29. März 2026

Peter Sloterdijk: «Ne pas jeter la Suisse dans la marmite de l’UE»

Peter Sloterdijk, sans conteste le philosophe le plus connu d’Allemagne, se penche sur l’état de la démocratie dans son nouvel ouvrage «Der Fürst und seine Erben» (Le Prince et ses héritiers). Dans un entretien accordé au quotidien «NZZ» à ce sujet, il déclare: «La démocratie directe suisse est une épine dans le pied des démocraties représentatives – et, selon moi, elle devrait le rester.»

La Confédération – une idée entrepreneuriale

Selon Peter Sloterdijk, le terme même de «Confédération» recèle «le secret d’une construction étatique fructueuse»: «Une confédération, c’est autre chose qu’un État-nation.» Son nom renvoie à un regroupement de personnes responsables qui s’engagent à prendre soin les unes des autres. La forme d’État suisse repose ainsi sur «une idée entrepreneuriale: le confédéré est copropriétaire du corps politique», explique Peter Sloterdijk: «Quand ils sont appelés aux urnes, les Suissesses et les Suisses continuent à travailler au façonnement de leur entité étatique – un «work in progress», en somme.

La population suisse se serait donné elle-même sa Constitution et aurait été épargnée par la mégalomanie royale et la soif de conquêtes territoriales. Contrairement à la République fédérale d’Allemagne, à qui la Constitution démocratique a été «offerte, voire octroyée» au lendemain de la Seconde Guerre mondiale. Dans bon nombre de pays d’Europe, on vante les atouts d’une démocratie représentative qui ne représente plus grand-chose.

Contre-modèle – un enrichissement pour l’UE?

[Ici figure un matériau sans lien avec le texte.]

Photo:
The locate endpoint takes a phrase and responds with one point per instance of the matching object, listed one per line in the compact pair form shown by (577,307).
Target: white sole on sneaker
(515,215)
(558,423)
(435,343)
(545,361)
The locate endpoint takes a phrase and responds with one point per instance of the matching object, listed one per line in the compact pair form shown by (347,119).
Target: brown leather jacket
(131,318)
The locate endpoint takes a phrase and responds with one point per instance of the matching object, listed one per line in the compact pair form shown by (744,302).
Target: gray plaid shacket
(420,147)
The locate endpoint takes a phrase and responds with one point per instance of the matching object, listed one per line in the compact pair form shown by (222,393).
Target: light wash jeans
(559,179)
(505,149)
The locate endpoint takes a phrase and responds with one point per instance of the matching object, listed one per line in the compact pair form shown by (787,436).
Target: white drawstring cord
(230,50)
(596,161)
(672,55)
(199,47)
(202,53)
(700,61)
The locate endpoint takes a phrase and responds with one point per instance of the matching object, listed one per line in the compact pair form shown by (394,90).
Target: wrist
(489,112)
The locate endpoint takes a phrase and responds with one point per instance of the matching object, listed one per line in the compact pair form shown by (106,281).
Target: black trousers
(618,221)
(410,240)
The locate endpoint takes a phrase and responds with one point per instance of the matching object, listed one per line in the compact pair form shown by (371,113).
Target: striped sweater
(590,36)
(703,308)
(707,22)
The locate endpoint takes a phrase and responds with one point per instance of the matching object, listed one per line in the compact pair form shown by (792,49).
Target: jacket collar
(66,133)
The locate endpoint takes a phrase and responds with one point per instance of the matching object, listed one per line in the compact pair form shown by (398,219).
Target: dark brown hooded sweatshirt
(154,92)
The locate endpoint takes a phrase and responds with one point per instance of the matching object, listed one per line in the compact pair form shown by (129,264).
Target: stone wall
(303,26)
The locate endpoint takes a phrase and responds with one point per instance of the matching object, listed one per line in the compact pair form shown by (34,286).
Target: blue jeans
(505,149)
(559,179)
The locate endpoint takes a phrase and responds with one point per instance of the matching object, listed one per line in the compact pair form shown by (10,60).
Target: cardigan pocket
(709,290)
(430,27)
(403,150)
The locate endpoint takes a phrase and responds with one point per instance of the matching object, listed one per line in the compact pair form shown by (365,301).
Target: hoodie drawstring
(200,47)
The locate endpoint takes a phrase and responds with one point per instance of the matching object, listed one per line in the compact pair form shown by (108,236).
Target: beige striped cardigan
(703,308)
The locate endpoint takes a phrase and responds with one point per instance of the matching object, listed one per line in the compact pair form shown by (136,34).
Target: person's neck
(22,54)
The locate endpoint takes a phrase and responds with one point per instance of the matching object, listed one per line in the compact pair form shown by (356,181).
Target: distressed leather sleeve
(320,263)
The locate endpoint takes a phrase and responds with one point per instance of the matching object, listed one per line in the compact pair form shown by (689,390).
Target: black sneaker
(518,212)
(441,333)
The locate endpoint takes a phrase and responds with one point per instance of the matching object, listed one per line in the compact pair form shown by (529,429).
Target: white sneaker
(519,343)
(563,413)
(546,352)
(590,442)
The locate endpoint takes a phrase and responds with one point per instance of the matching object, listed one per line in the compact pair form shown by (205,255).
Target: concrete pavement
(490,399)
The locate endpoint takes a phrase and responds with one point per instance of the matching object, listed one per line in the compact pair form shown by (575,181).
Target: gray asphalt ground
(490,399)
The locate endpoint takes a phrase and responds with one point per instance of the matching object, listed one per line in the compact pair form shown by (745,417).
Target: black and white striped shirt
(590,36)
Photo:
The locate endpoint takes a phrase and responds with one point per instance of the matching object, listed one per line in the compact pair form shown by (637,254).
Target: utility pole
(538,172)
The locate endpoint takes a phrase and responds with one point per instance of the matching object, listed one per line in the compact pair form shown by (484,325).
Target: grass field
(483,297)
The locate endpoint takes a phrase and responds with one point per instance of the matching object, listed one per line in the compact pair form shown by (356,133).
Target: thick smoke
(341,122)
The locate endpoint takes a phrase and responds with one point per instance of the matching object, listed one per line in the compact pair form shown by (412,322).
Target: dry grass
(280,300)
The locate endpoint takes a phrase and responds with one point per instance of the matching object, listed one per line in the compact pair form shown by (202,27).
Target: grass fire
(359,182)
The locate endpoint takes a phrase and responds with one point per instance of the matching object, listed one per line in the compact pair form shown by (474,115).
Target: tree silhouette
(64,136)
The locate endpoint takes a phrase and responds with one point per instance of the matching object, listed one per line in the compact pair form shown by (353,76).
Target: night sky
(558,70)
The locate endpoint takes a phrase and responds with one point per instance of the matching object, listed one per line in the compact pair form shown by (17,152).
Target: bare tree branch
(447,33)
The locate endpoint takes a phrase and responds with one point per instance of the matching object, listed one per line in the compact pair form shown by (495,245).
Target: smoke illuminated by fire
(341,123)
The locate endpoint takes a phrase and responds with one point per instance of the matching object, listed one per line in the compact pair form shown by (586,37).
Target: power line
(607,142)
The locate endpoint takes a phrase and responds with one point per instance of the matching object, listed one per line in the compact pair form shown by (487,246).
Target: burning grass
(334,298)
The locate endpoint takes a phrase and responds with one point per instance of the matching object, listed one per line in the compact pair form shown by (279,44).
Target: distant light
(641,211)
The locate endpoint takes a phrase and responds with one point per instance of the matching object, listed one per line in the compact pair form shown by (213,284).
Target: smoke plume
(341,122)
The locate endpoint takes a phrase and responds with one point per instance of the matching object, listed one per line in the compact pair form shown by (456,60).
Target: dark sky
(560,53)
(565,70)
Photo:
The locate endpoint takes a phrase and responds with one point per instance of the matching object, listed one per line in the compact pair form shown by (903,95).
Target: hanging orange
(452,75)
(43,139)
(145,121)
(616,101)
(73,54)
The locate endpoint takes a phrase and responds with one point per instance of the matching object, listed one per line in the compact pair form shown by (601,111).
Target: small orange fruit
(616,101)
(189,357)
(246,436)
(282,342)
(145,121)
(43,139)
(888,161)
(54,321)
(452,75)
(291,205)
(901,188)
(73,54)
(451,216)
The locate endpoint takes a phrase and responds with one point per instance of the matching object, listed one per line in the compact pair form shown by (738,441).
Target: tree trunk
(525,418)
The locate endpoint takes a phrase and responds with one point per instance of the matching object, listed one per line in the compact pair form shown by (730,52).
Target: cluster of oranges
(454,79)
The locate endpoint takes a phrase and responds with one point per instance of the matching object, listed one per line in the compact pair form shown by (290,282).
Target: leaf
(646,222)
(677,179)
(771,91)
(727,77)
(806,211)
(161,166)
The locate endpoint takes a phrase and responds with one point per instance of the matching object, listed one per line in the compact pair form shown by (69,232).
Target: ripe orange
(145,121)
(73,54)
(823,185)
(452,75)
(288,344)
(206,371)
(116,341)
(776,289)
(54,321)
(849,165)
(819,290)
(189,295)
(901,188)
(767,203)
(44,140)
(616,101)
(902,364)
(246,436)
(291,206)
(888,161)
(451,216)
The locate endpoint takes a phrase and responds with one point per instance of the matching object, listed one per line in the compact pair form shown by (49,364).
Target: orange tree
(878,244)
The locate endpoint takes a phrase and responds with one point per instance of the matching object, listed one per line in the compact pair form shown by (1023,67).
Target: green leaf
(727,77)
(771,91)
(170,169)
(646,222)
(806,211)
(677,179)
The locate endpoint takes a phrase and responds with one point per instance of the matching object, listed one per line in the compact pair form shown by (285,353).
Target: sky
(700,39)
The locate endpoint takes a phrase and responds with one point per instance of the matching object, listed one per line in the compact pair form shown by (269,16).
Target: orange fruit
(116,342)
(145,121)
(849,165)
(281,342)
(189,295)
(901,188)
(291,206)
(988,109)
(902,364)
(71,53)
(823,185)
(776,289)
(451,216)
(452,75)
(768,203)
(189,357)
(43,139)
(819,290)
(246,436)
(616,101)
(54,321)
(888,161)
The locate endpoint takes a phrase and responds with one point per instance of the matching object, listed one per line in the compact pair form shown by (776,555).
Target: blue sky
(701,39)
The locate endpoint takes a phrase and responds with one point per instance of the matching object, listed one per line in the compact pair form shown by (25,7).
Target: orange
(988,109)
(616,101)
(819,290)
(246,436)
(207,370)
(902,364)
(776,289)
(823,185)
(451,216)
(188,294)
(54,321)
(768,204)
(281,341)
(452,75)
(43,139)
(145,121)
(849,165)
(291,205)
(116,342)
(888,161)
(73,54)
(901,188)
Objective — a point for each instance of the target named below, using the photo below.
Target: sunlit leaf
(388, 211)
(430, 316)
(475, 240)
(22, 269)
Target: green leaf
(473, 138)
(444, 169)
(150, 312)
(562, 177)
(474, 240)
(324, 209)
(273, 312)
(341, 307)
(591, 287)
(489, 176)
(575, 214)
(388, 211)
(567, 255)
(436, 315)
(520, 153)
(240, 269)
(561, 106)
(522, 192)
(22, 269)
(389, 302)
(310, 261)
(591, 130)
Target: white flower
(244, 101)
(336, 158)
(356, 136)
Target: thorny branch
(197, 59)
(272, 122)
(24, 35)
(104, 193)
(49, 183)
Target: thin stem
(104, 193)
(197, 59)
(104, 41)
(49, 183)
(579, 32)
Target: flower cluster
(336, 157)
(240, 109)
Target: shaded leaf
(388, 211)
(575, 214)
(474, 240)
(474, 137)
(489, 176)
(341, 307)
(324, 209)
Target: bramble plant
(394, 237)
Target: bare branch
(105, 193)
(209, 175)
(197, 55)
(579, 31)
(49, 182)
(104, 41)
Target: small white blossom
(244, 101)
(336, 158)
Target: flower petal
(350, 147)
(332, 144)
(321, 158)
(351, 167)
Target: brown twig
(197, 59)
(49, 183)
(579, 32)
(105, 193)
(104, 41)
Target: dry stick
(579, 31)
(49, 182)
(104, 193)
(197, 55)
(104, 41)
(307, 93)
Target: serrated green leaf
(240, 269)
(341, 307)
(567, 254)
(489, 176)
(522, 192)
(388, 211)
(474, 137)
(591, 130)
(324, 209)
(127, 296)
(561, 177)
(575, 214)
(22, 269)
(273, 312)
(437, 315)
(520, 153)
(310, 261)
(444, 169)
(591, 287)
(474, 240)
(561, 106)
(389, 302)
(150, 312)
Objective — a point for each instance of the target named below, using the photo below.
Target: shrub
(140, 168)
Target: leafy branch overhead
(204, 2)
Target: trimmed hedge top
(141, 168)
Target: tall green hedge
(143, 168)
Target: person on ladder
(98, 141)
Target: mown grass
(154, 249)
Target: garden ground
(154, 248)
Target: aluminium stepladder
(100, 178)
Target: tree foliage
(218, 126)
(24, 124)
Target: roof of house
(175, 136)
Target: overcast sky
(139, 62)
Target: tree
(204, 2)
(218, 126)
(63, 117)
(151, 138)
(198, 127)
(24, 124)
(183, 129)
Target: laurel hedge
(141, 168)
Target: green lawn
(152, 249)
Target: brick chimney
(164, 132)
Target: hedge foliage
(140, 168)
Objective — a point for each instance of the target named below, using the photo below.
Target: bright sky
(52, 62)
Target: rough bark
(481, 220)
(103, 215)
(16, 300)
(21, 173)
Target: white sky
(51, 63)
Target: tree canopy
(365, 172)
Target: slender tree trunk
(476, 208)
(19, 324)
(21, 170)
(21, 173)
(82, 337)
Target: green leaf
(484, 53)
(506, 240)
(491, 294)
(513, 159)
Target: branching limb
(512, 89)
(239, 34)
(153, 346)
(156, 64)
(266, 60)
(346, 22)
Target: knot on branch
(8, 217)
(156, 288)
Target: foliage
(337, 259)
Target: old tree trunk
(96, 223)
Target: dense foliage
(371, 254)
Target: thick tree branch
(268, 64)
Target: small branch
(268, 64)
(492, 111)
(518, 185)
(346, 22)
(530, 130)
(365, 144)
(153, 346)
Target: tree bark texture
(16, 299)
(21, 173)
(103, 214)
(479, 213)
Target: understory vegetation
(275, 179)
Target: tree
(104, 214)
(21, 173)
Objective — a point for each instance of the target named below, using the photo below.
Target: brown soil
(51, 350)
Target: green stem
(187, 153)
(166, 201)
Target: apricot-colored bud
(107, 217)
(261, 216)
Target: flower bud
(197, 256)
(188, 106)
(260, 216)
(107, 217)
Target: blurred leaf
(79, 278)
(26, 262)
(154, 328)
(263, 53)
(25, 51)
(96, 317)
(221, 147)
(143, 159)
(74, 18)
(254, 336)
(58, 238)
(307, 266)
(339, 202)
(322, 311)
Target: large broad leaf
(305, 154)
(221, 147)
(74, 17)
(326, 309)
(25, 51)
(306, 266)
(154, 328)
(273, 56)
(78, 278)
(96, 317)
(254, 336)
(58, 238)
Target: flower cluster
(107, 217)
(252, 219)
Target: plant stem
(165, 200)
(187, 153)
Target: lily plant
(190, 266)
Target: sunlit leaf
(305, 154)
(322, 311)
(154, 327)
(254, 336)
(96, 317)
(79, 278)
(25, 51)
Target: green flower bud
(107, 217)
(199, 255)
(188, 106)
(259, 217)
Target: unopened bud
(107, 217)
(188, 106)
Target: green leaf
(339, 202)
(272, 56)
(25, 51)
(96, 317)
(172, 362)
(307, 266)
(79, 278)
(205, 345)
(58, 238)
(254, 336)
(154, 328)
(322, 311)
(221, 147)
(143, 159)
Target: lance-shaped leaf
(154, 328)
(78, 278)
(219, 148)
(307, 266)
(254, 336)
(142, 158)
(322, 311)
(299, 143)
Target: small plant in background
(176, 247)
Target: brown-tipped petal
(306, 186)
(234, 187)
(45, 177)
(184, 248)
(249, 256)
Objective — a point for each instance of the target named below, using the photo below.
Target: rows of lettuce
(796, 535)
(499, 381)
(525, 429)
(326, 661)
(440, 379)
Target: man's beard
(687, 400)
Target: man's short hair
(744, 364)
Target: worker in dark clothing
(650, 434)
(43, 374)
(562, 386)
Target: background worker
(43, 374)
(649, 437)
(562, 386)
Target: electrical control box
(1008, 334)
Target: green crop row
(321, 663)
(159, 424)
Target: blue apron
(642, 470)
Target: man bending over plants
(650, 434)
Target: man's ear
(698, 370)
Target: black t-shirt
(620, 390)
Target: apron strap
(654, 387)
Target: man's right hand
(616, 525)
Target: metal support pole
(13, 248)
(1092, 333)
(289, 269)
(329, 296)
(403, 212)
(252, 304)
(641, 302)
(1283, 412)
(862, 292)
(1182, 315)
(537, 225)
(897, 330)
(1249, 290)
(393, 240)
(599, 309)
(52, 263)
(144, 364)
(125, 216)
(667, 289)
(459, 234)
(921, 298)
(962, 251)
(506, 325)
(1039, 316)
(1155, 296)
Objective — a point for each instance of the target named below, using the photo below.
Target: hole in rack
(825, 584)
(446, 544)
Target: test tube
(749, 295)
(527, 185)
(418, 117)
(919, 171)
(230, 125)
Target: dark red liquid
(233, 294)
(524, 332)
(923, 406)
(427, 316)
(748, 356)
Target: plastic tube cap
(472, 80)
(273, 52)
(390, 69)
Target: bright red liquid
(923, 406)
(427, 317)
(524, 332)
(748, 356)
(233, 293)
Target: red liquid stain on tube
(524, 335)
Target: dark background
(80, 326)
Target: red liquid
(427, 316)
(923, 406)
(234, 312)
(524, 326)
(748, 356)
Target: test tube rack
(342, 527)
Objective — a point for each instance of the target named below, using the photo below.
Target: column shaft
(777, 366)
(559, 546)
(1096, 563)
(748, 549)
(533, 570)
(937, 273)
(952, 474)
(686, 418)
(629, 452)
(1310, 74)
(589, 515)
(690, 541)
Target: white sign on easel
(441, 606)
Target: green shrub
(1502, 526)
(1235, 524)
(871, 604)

Aux yeux de Peter Sloterdijk, la raison pour laquelle les éléments de démocratie directe ne parviennent pas à s’imposer à un niveau supérieur ailleurs est évidente: «Dans un grand nombre de pays, les politiciens craignent le peuple – et on comprend pourquoi. De toute évidence, la Suisse n’a pas encore connu l’émergence d’une caste politique qui aurait tout intérêt à craindre son propre peuple…». Elle dispose d’un parlement de milice, avec des représentants du peuple ancrés dans le quotidien. «En revanche, les démocraties représentatives comme celle de l’Allemagne et de la France ont plutôt tendance à organiser des complots destinés à neutraliser l’opinion publique», avance Peter Sloterdijk.

Dans le cas particulier de la Suisse, le philosophe y voit un enrichissement pour l’UE. «Sans l’exception suisse, le champ de la théorie et de la pratique politiques tout entier serait appauvri en Europe. L’UE s’enliserait davantage encore dans le cynisme quotidien de ses badinages de «démocratie postiche» et pourrait faire résonner son mantra avec d’autant plus de conviction: il n’y a pas d’alternative.»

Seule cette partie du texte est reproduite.